Dilek Yıldırım

Tarih: 16.10.2025 18:41

Kıpır Kıpır Bir Zihin: Sessiz Bir Mücadelenin Hikayesi

Facebook Twitter Linked-in

Sınıfta kalemiyle oynayan, dalgın bakışlarını pencereden dışarıya çeviren bir çocuk düşünün…
Kimi öğretmen “dikkatini toplamıyor” der, kimi veli “çok yaramaz” diye yakınır.
Oysa belki de o çocuğun içinde kıpır kıpır bir beyin, görünmeyen bir sessiz mücadele vardır.

Bu çocuklar, tıpkı diğerleri gibi hayal kurar, öğrenir, üretirler.
Ama çoğu zaman dikkat eksikliği ve hiperaktivite bozukluğu (DEHB) etiketiyle tanımlanırlar.
Ben bu tanıyı bir “engel” değil, farklı bir çalışma biçiminin adı olarak görüyorum.
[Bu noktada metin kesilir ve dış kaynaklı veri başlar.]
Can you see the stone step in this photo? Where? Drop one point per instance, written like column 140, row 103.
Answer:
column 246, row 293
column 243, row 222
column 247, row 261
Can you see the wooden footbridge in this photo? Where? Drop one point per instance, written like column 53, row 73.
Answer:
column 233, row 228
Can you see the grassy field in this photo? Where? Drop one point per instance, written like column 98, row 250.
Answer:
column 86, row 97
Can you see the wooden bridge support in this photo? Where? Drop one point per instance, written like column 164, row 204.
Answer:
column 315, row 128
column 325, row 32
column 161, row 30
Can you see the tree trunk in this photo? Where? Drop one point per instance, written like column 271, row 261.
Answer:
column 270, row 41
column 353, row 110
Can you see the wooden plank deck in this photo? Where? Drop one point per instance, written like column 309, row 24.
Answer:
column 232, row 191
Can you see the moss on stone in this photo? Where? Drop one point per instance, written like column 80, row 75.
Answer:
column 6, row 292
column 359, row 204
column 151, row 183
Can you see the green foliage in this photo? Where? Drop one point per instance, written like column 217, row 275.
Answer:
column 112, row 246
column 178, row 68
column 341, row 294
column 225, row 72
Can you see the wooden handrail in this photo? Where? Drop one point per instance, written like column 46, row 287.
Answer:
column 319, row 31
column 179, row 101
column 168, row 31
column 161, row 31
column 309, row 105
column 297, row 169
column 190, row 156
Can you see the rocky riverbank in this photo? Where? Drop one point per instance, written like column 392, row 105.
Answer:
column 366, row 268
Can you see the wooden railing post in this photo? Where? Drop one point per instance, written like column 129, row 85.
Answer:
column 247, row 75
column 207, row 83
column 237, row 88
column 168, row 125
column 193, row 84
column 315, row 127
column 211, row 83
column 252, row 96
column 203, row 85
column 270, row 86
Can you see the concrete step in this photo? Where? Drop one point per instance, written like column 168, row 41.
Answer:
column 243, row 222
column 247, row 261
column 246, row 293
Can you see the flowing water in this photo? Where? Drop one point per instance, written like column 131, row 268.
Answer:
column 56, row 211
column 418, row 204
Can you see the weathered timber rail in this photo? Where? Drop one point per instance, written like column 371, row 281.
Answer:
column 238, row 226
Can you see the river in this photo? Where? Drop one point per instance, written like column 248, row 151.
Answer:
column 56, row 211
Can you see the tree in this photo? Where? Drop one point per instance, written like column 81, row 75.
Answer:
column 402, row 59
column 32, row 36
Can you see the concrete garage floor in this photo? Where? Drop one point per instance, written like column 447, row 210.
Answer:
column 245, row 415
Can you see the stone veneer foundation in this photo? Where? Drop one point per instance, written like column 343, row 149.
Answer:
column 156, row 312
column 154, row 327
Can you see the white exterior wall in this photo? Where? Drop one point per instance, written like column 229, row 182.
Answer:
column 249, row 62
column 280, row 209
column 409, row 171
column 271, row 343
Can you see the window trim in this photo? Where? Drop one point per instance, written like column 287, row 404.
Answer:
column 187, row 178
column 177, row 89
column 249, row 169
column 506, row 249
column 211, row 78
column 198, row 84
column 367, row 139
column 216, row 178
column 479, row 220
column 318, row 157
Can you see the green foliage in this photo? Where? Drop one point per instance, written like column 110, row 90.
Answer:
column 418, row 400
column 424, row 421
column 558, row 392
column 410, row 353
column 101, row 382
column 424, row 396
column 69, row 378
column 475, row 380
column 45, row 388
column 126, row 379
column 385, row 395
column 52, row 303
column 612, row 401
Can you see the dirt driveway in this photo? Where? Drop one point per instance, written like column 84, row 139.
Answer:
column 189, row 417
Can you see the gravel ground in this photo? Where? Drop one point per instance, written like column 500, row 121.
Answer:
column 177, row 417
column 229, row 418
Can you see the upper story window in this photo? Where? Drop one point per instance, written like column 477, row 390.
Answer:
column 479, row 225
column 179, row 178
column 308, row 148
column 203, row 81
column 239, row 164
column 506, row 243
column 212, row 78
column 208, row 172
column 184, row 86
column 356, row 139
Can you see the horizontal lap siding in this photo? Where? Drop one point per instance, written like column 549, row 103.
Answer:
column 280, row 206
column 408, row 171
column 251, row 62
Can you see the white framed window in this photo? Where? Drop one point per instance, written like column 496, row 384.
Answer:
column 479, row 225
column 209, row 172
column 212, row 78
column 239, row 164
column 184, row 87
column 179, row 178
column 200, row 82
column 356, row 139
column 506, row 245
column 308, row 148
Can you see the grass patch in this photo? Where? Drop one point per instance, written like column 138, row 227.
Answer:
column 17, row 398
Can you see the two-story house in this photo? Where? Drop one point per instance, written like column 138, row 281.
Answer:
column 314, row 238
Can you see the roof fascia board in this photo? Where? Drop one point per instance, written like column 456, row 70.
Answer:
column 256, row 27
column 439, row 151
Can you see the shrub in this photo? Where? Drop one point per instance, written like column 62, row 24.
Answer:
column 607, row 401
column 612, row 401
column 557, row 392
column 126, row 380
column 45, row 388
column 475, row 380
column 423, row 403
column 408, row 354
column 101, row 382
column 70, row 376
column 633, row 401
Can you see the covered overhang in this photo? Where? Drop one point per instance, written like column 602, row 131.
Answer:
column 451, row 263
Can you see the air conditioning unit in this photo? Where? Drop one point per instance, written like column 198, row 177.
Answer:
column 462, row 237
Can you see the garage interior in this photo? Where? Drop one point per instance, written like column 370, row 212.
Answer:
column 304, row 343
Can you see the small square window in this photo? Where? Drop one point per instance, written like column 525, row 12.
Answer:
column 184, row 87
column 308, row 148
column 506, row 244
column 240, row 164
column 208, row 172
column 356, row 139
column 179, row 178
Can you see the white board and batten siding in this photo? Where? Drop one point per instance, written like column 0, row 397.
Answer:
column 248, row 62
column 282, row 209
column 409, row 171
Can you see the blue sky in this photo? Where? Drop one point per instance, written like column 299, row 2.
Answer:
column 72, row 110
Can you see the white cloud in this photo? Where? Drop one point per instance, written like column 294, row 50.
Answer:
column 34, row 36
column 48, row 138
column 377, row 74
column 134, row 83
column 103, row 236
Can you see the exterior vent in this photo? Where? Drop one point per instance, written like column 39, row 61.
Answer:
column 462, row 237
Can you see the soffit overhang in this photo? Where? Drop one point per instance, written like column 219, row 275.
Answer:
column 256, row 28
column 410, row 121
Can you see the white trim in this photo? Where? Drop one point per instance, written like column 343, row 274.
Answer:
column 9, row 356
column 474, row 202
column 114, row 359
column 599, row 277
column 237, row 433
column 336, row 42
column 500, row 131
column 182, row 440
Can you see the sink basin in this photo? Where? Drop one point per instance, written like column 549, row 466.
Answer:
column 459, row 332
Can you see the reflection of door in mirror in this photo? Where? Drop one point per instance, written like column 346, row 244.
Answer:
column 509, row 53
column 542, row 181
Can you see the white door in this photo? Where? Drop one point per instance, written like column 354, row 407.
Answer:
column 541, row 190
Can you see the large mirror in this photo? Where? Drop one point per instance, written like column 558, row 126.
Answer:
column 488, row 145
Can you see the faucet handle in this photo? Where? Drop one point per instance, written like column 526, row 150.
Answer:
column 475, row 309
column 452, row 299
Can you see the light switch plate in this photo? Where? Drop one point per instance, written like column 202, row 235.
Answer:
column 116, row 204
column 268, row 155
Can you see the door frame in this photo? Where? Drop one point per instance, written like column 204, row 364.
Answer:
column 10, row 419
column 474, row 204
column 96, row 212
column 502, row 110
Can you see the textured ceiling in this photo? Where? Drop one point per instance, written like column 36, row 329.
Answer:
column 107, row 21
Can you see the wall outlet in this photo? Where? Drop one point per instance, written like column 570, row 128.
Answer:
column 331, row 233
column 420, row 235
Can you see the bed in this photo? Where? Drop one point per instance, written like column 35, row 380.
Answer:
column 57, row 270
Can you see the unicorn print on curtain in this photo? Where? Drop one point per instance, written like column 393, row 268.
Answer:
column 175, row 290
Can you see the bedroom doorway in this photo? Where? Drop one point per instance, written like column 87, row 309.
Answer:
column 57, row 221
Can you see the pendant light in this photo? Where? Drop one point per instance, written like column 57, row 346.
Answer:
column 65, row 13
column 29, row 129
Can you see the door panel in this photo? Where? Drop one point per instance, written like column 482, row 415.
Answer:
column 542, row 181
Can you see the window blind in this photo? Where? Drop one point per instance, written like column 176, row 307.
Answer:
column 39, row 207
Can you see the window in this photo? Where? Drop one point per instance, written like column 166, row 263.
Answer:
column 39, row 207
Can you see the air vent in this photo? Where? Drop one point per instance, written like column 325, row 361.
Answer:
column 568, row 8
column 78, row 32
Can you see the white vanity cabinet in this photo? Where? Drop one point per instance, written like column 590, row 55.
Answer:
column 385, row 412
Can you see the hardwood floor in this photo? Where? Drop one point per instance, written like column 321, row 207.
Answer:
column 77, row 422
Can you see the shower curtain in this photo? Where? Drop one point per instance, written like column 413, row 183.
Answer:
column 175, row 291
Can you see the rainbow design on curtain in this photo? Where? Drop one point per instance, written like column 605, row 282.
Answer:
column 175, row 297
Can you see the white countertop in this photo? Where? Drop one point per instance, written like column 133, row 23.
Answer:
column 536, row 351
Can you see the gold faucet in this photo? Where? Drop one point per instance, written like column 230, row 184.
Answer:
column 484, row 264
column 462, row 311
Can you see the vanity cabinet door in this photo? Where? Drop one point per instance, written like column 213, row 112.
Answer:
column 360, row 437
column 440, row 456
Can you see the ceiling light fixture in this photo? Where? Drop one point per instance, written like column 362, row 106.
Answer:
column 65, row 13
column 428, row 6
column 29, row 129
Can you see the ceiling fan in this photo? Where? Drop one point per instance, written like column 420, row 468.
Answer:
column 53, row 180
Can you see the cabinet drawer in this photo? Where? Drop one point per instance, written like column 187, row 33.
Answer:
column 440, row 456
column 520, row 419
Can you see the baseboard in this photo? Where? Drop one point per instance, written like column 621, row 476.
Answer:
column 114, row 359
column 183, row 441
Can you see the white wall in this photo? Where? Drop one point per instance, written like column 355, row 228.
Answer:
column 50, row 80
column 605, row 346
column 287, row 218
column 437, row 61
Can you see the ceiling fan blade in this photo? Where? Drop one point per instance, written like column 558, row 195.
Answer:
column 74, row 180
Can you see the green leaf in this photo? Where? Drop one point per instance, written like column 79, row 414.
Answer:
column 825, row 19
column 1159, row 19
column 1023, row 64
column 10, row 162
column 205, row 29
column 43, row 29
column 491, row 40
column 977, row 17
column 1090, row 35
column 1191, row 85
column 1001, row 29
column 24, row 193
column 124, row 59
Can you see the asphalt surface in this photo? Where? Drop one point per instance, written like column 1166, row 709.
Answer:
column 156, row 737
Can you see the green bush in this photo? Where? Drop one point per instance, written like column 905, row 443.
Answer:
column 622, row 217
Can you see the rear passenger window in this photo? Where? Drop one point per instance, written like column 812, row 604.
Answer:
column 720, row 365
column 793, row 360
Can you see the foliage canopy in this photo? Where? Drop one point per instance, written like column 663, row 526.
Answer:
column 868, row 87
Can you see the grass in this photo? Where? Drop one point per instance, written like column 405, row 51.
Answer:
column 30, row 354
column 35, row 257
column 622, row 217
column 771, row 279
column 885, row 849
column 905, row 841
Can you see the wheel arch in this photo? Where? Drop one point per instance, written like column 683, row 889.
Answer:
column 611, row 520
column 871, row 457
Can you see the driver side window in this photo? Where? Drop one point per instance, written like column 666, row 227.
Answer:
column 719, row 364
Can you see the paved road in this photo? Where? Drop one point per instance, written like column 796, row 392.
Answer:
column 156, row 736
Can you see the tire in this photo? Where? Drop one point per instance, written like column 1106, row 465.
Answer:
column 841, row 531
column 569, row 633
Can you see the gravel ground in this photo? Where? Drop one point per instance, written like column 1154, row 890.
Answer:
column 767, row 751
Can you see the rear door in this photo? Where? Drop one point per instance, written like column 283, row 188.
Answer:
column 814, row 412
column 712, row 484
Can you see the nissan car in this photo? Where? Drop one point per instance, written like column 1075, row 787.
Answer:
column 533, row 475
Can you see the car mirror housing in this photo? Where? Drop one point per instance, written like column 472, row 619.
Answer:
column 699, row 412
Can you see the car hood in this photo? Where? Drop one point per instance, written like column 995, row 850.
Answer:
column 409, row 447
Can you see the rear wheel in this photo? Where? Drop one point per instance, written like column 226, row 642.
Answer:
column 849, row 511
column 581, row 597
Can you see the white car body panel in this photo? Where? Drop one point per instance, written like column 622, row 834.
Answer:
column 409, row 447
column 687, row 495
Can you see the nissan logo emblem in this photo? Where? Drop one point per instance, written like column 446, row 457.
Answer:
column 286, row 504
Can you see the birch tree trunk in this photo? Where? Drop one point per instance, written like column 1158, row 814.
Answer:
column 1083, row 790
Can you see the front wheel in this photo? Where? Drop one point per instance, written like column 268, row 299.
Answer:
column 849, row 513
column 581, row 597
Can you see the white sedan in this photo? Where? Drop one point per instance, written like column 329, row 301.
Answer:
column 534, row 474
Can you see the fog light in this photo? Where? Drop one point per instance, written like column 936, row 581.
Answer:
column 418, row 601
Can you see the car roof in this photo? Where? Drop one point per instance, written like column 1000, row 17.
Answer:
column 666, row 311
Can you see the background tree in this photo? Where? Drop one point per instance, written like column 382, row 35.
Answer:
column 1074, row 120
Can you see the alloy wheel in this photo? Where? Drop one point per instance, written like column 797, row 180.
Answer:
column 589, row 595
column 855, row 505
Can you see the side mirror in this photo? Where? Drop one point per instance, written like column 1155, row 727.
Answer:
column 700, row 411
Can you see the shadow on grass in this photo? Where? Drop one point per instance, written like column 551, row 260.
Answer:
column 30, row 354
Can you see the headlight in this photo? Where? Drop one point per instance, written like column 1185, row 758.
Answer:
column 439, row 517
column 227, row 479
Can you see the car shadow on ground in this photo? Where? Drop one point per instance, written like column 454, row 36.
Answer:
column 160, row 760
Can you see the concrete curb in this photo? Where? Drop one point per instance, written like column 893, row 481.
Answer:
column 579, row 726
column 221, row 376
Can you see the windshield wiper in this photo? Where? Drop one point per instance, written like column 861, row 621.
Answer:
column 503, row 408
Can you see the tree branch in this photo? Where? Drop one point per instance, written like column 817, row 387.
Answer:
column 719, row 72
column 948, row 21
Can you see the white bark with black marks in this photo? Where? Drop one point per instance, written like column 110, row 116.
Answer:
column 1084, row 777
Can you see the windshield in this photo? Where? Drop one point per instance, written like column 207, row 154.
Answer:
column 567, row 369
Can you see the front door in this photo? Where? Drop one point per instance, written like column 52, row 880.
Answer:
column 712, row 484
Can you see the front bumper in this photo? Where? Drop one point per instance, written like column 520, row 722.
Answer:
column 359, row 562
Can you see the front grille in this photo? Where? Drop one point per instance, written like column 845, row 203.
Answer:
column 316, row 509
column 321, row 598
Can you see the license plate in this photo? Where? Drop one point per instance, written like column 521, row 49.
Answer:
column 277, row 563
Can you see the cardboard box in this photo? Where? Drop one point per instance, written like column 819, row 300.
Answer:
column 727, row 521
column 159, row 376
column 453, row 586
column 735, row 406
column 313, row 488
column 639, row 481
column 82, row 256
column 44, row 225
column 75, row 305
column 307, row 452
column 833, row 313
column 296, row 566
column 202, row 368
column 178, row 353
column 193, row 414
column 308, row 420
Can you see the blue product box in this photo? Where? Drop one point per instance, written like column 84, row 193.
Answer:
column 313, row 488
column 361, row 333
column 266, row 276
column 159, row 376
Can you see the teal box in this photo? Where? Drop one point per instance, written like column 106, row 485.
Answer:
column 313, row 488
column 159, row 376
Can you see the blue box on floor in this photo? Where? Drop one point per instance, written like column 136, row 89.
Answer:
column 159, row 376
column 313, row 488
Çünkü DEHB, bir çocuğun tembel ya da isteksiz olduğu anlamına gelmez; sadece beyninin farklı bir ritimde çalıştığını gösterir.

Farklı Çalışan Bir Beyin

Bu çocukların düşünceleri bir konudan diğerine hızla geçer, enerjileri tükenmez.
Evet, bazen unutkandırlar, bazen aceleci… ama aynı zamanda inanılmaz derecede yaratıcı, meraklı ve özgün düşünen bireylerdir.
Biz yetişkinlerin göremediği ayrıntıları fark eder, sıradanın içinde olağanüstüyü bulurlar.

Ne yazık ki toplum olarak hâlâ hareketli çocuğu “yaramaz”, dalgın çocuğu “ilgisiz” diye etiketliyoruz.
Bu etiketler, onların içindeki güveni sessizce zedeliyor.
Bir çocuğa “Sen zaten dikkatini toplayamıyorsun” dediğimizde, o çocuk bir süre sonra buna inanmaya başlar.
Ama “Senin beynin harika çalışıyor, sadece farklı bir yoldan öğreniyorsun” dediğimizde, içinde bir umut filizlenir.

Bir Bakış Her Şeyi Değiştirir

Bir öğretmenin sabrı, bir annenin anlayış dolu bakışı, bir babanın güven veren sesi...
İnanın, bir çocuğun hayatını değiştirmeye yeter.
Çünkü bu çocukların ihtiyacı cezaya değil, anlaşılmaya, doğru yönlendirmeye ve güvene dayanır.

Kimi zaman kıpır kıpır halleri yaramazlığın değil, içlerindeki enerjiyi ifade etme çabasıdır.
Defterine çizdiği karalamalar, zihninin karmaşasını düzenleme denemesidir.
Sürekli konuşması, sessizliğin içindeki gürültüyü bastırma yoludur.

Farklı Düşünen Beyinler

Toplum olarak artık bu çocukların sesini duymayı öğrenmeliyiz.
Çünkü onlar geleceğin sanatçıları, bilim insanları, mucitleri olabilir.
Yeter ki biz onlara “hata yapan çocuklar” olarak değil,
“farklı düşünen beyinler” olarak bakalım.

Unutmayalım, her çocuk aynı kalıba sığmaz.
Bazıları koşarak öğrenir, bazıları hayal kurarak…
Ama hepsi, istisnasız, anlaşılmayı hak eder.